ブザーが鳴る瞬間、そこにいるのは別の世界の、別の自分なのだ。煌めく明かり、身を包む緊張と歓喜。仲間。笑い。汗。ここにしかない体験と感動は、この世界に足を踏み入れた者にのみ与えられる。
青春の定義を私は知らない。ただ、一つだけ思いつくことがある。
河川敷、青空のもとでなびく若葉、川を越えて響く友の声、風が運ぶ初夏の匂いーー
これほど純粋で胸を躍らす光景と出会ったのは、この部活を選んだから。
明日で最後の本番を迎える。
前日に持久走で張り切ってしまいノドをやられた私であるが、初めてのちゃんとした役をしっかりやり遂げたいと思う。
振り返れば、今までやって来たのは集団役、謎のスフィンクス(Sphinx)及びケルベロス(Kerberos)、そして見ていた同級生に「漫画だったら3コマで終わった」と言われた科学同好会会長だった。
そして今回回って来たのは初のかわいい役。
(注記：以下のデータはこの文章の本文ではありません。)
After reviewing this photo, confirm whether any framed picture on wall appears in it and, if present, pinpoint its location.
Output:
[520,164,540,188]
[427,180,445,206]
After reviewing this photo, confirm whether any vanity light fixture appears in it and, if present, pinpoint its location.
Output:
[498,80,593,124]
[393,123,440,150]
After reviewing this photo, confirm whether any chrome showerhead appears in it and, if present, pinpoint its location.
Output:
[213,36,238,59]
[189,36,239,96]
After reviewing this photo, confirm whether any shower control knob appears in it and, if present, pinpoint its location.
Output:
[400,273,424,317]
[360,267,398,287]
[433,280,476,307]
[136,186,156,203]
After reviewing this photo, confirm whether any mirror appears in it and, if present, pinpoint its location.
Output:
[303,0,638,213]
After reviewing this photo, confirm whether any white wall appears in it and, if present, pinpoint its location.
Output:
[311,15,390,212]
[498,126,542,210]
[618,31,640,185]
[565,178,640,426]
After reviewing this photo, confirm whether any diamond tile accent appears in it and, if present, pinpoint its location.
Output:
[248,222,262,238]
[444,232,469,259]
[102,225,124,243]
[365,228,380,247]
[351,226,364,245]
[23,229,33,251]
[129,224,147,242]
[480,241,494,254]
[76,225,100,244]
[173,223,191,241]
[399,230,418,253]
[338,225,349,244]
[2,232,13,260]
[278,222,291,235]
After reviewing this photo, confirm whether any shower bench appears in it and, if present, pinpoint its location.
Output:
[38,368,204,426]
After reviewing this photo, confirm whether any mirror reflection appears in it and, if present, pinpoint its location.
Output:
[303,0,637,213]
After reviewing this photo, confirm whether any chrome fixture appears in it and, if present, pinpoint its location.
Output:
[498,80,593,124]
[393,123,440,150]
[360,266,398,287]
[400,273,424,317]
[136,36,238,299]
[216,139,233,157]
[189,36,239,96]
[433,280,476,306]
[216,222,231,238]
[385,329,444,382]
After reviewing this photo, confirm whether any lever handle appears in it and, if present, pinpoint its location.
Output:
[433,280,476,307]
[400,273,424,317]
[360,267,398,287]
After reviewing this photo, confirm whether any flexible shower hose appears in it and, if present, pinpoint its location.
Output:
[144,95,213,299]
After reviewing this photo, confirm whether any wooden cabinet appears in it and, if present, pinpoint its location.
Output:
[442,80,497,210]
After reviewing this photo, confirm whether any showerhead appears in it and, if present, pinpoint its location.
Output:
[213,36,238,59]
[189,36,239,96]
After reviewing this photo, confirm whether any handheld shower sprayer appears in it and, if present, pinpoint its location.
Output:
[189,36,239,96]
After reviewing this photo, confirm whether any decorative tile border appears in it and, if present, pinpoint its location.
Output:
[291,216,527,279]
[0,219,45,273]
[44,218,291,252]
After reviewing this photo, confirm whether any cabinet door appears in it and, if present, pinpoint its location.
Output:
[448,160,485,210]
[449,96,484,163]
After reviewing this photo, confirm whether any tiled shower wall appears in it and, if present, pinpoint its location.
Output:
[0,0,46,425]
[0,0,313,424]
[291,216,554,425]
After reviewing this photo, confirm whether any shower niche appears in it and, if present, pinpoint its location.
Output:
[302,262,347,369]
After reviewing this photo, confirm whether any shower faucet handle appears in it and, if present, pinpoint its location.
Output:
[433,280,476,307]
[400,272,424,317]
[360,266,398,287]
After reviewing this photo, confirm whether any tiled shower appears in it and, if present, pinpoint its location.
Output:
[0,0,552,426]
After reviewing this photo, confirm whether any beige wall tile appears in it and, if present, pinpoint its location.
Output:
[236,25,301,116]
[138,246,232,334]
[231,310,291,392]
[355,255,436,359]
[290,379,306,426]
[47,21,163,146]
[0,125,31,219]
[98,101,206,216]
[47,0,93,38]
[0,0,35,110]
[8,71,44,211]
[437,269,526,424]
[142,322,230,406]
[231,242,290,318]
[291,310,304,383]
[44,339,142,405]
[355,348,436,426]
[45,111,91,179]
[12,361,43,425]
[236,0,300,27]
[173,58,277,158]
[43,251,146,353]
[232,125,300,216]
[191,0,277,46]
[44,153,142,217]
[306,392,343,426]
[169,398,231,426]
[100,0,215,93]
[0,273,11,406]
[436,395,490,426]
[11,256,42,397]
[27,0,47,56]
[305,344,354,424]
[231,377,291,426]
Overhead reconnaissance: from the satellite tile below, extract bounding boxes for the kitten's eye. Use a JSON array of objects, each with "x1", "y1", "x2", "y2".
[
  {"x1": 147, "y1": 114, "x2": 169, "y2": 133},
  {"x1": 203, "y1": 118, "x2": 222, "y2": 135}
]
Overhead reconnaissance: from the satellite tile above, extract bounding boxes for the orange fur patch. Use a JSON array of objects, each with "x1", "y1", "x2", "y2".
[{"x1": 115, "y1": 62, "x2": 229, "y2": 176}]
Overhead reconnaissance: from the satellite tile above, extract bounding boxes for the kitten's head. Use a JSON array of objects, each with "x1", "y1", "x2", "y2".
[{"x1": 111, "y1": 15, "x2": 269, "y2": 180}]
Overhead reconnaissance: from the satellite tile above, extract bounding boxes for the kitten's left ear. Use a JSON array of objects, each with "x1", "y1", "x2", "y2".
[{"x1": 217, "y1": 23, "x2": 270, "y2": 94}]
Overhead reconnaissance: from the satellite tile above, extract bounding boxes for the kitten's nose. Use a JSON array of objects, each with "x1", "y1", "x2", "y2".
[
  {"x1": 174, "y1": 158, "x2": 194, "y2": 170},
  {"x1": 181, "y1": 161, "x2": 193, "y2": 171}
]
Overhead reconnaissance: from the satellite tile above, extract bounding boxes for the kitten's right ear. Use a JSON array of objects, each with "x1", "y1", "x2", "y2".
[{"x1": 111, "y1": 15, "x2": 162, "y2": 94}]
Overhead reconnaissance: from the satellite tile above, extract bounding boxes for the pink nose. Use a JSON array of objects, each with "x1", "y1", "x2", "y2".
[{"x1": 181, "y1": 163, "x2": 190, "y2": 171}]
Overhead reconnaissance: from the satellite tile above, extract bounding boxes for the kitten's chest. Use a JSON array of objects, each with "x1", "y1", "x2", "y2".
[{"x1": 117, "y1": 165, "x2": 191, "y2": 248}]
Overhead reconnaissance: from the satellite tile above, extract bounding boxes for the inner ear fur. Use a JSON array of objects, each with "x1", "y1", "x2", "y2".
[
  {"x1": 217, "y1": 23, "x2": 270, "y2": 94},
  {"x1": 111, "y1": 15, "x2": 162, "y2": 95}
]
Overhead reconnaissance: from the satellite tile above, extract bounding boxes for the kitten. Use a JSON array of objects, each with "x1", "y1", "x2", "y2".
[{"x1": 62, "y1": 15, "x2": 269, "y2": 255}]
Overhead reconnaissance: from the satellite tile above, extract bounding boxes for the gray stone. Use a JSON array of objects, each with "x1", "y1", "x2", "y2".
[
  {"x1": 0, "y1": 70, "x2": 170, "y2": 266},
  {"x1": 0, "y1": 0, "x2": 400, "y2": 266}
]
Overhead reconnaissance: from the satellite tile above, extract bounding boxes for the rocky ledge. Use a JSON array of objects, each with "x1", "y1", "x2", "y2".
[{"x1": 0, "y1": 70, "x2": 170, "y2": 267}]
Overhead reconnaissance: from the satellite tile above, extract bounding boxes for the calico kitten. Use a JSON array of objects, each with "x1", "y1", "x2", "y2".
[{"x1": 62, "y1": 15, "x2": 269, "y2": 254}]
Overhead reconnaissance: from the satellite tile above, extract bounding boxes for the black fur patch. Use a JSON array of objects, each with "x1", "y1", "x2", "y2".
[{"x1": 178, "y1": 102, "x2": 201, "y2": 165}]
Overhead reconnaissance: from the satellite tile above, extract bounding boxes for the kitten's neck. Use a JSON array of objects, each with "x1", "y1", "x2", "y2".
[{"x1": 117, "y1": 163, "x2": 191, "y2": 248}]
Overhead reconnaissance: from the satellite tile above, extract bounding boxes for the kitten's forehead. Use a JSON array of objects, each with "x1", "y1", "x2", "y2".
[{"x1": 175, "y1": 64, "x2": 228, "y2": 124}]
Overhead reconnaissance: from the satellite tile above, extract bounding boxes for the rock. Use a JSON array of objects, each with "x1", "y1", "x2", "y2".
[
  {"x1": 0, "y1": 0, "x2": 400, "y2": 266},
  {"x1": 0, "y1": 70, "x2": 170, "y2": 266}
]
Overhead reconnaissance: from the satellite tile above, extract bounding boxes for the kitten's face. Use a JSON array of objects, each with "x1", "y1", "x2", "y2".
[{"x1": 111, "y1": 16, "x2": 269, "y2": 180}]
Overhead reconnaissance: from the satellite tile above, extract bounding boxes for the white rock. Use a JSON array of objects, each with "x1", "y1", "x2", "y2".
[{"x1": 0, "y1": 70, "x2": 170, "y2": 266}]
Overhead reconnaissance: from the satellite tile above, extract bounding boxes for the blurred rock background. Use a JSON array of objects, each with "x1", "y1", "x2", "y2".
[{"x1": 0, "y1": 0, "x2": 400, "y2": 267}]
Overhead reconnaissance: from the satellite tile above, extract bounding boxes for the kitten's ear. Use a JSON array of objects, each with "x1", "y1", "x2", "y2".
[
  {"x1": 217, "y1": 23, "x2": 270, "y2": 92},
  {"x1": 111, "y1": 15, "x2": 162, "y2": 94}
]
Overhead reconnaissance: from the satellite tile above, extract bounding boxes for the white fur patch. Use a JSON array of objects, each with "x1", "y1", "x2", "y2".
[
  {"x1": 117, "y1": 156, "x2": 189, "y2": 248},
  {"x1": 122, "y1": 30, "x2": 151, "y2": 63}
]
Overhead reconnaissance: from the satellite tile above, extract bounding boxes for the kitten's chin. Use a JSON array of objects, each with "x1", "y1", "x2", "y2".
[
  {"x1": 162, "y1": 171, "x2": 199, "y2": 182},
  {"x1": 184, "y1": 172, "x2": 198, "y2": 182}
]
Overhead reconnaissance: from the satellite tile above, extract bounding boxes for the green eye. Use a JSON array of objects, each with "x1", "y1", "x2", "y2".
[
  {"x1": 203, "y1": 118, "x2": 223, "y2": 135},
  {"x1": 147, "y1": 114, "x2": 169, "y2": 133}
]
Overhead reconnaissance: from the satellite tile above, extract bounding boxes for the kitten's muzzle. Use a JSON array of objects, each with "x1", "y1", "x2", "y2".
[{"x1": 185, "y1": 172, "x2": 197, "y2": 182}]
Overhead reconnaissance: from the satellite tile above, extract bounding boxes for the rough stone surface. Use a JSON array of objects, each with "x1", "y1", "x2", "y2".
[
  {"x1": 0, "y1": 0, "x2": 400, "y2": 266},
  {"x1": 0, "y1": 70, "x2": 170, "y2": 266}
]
普段の自分とあまりにもかけ離れていて、うまくいくのかとずっと心配してきた。
この文章を綴っている今でも心配している。
でもやはり、楽しいと思う。好きだと思う。
ステージにいる自分が、好きだ。
隣に立つ仲間が、好きだ。
満足のいく演技ができなくて凹んだ時も、目標に届かなくて悔しがった時も。
そばにいてくれた彼らに、私は感謝しきれない。
部活の中での関わりだけではなく、学校生活でも支えてくれていた。
これで最後になるなんて。
時はずっと流れていき、立ち止まりはしない。
でもその流れの中でこの仲間たちと出会えたことを私は忘れない。
今までの彼らや、新しい一年生とともに舞台に登る時、緊張以外に私は何を感じるだろう。
ただ楽しみたいのかな?このメンバーで描く、人生に一度のこの輝きを。
青い春は過ぎ去りそうで、燃えるような夏はまだやってきたばかり。
初夏を全身に受けながら、私は友と一緒に今を駆けてゆく。